Mulayam Singh is more available to the public, but he gets away without explaining anything. Why did he sign up with Mamata Banerjee to back APJ Abdul Kalam for president, and then quietly ditch her? We have no answers – the media has been too kind to him. Leaders like Mulayam Singh don’t need to hide since the media gives him a free ride.

The leaders of the CPI(M) have arrogated to themselves the right to pronounce who is right and who is wrong, who is secular and who is communal, but they themselves will not offer themselves for questioning. They are leaders in hiding. They will descend from the politburo pedestal to tell us earthlings what they have decided.

The Maoists, who are supposedly mass leaders, have used the tribal cause to fight a war against the state, but they now tell tribals what they should want. Not development, but an overthrow of the state. They are leaders in hiding and they have hijacked the tribal cause for their own ends. They will use friendly people in civil society to back their cause, but they will not be questioned as to their real motives.

Asaduddin Owaisi of the Majlis Ittehadul Muslimeen (MIM) talked of a “third wave of radicalisation” among Muslim youth over the Assam violence (the earlier two “radicalisations” presumably relate to Babri and Gujarat), but how can he be seen as a leader if he can’t fight this radicalisation?

How is it that no business leader in India has the gumption to tell the government in stronger terms what is right for the economy. They are more pleaders than leaders.

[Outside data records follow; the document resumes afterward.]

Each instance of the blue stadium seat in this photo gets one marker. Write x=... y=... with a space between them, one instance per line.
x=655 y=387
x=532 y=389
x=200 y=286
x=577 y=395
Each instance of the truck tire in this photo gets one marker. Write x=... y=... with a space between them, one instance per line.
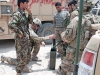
x=45 y=30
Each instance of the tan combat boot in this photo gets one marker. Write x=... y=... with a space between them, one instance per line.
x=3 y=58
x=27 y=70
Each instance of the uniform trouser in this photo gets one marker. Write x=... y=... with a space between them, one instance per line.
x=36 y=48
x=23 y=52
x=58 y=38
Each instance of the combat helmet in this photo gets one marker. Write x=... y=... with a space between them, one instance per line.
x=37 y=21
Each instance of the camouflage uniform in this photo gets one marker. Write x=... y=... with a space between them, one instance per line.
x=59 y=28
x=33 y=38
x=73 y=14
x=19 y=24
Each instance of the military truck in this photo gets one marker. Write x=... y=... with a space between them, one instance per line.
x=42 y=9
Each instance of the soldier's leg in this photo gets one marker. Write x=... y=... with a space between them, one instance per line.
x=11 y=61
x=60 y=46
x=26 y=69
x=35 y=51
x=22 y=48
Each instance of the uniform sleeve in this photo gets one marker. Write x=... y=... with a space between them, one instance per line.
x=30 y=19
x=13 y=24
x=35 y=37
x=70 y=33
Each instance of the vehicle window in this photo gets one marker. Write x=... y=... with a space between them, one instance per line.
x=99 y=13
x=94 y=11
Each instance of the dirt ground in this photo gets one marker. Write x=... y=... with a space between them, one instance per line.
x=39 y=68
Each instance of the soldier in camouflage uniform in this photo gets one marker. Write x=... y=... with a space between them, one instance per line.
x=69 y=36
x=73 y=12
x=73 y=9
x=34 y=39
x=59 y=28
x=37 y=40
x=19 y=24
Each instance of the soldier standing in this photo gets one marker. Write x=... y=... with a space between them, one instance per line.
x=34 y=38
x=19 y=24
x=59 y=27
x=73 y=9
x=69 y=36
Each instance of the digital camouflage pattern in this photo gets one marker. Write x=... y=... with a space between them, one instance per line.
x=33 y=38
x=19 y=24
x=59 y=27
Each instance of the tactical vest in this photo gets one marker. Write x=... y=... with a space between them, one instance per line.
x=59 y=18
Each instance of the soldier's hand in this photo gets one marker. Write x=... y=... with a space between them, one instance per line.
x=43 y=43
x=20 y=35
x=53 y=36
x=28 y=10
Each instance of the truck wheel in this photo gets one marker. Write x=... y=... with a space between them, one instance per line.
x=45 y=30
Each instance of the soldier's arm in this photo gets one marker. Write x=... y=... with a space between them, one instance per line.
x=13 y=24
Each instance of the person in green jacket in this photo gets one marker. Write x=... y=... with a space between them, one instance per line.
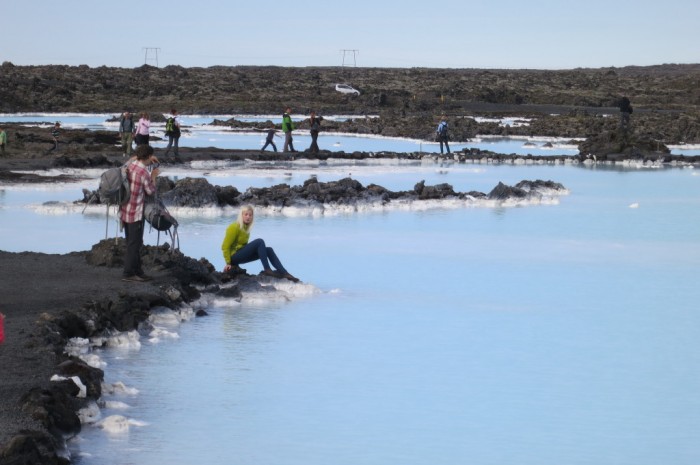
x=238 y=250
x=287 y=128
x=3 y=140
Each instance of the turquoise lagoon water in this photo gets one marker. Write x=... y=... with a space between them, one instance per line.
x=481 y=334
x=540 y=334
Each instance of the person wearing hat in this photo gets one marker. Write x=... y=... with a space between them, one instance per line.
x=126 y=132
x=442 y=135
x=3 y=141
x=55 y=133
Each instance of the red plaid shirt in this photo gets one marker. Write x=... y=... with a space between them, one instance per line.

Even civil society leaders are more keen to sell snake oil to the masses rather than the truth. Thanks to high TV interest in their initial espousal of the anti-corruption cause, they thought they were mass leaders. But once the spotlight shifted, they were found wanting. The other day, Arvind Kejriwal, who excoriates politicians for lying most of the time, himself chose to hide behind rhetoric on the diesel price hike. His argument: if you can give coal blocks for free, why not give the poor subsidised cooking gas? By this argument, we should give our population everything free since most of our politicians and businessmen are humongously corrupt anyway. Their corruption means things should be free for us?

Our leaders are not leaders, but feudal lords whose leadership has more to do with power and sycophancy than a real ability to lead.

This is a pity. Indians everywhere are awakening and demanding answers and solutions to their problems, but we have a leadership that is afraid to speak to them and tell them the truth.

At one level, this is not surprising. They may have much to hide, and speaking the truth may be difficult.

But if all our leaders go into hiding, India will face anarchy. The sheer drop in governance standards over the last decade is evidence that our leadership has deserted the masses. Till we find credible leaders, we are going to sink deeper into chaos.

The India story is falling victim to the cowardice of our leadership who don’t want to give up their gaddis and moolah for any reason. Power and pelf have scored over principle.

Or maybe, we should just forget about them. If no leader is around explaining things to us, it means tough times are ahead.